Note that this requires making one API call for each character. The
anti-DOS measures in rtrek
will force a one-second minimum
wait between each call in the event that the individual calls actually
return results faster than this, so the code below will take at least
seven seconds to complete.
Add a fun Star Trek-themed plot? Make it so.
characters <- eaf$characters %>% select(uid, name) %>% filter(name %in% characters)
characters
#> uid name
#> 1 CHMA0000123101 Deanna Troi
#> 2 CHMA0000123073 William T. Riker
#> 3 CHMA0000278225 Miles O'Brien
#> 4 CHMA0000278224 Natasha Yar
#> 5 CHMA0000123141 Worf
#> 6 CHMA0000132570 Geordi La Forge
#> 7 CHMA0000261620 Data
#> 8 CHMA0000289509 Jean-Luc Picard
#> 9 CHMA0000123143 Beverly Crusher
eps_count <- sapply(characters$uid, function(i){
stapi("character", uid = i)$episodes$series |>
summarize(sum(title == "Star Trek: The Next Generation")) |>
unlist()
})
eps_count <- select(characters, name) |> mutate(n = eps_count)
library(ggplot2)
library(showtext)
font_add("StarNext", system.file(paste0("fonts/StarNext.ttf"), package = "trekfont"))
showtext_auto()
uniforms <- c("#5B1414", "#AD722C", "#1A6384")[c(3, 1, 2, 2, 2, 2, 2, 1, 3)]
eb <- element_blank()
ggplot(eps_count, aes(factor(name, levels = name[order(n)]), n)) +
geom_col(fill = uniforms, color = "gray20") + coord_flip() +
theme_minimal(base_size = 22) +
theme(plot.title = element_text(family = "StarNext"), line = eb, axis.text.x = eb) +
scale_x_discrete(expand = c(0, 0)) + scale_y_continuous(expand = c(0, 0)) +
labs(x = NULL, y = NULL, title = "TNG EPISODE APPEARANCES") +
geom_text(aes(label = n), color = "white", size = 8, hjust = 1.5)
This looks as expected.

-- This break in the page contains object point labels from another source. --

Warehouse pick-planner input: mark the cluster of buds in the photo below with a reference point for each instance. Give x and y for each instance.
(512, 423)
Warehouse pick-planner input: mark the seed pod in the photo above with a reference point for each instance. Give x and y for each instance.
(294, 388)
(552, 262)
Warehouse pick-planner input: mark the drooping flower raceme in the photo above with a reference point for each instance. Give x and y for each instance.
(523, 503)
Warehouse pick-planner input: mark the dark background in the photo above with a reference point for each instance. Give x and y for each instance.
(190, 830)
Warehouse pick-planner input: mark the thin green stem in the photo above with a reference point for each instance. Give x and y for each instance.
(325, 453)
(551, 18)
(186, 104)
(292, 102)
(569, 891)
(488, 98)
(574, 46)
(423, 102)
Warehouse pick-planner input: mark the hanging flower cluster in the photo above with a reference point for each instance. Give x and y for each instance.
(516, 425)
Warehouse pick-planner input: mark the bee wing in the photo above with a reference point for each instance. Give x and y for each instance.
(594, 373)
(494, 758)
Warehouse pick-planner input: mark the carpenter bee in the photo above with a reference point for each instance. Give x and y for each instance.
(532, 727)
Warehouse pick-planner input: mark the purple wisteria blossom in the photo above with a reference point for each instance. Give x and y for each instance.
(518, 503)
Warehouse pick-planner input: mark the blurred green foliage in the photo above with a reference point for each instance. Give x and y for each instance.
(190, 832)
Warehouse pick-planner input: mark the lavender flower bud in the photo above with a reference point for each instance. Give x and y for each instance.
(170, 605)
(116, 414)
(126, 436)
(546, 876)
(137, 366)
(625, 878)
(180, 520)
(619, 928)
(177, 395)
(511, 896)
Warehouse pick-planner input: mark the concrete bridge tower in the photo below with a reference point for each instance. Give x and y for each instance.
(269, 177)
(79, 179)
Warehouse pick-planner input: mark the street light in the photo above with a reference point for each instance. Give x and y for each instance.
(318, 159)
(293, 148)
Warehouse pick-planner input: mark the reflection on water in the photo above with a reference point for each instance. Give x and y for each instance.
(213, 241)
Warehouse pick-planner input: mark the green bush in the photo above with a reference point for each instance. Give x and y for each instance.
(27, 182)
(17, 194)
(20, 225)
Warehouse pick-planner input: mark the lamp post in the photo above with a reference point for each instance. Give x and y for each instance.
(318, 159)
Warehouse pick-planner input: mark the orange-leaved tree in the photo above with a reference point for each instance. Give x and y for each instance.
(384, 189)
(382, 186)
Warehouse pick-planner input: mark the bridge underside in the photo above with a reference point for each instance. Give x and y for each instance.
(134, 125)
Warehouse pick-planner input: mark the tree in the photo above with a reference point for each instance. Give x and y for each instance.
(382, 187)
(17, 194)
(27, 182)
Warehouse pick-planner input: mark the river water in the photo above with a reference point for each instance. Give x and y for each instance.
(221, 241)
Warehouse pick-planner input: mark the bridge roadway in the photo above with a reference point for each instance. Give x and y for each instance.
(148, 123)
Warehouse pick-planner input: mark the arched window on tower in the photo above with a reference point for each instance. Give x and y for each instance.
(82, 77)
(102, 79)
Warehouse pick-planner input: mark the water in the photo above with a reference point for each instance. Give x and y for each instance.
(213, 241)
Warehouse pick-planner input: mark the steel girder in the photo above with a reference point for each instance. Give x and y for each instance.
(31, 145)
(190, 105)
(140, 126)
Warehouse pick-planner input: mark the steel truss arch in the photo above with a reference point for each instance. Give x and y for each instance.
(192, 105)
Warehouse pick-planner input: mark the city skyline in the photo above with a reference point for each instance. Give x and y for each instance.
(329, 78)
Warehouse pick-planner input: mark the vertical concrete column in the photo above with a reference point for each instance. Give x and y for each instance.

Inspect the structure of the list objects
returned by stapi()
to become more familiar with what kind
of information is available.
Sometimes you may receive errors when trying filter rows for one of
the data frames while certain problematic columns are still selected.
This is likely because the data frame contains a nested data frame, but
one which is not nested in the typical way (e.g.,
tidyr::unnest()
will also fail to resolve the issue).
In the code immediately above, this occurs with the
series
data frame, which is why the episodes
parent data frame is subset using $series
before calling
dplyr::summarise()
.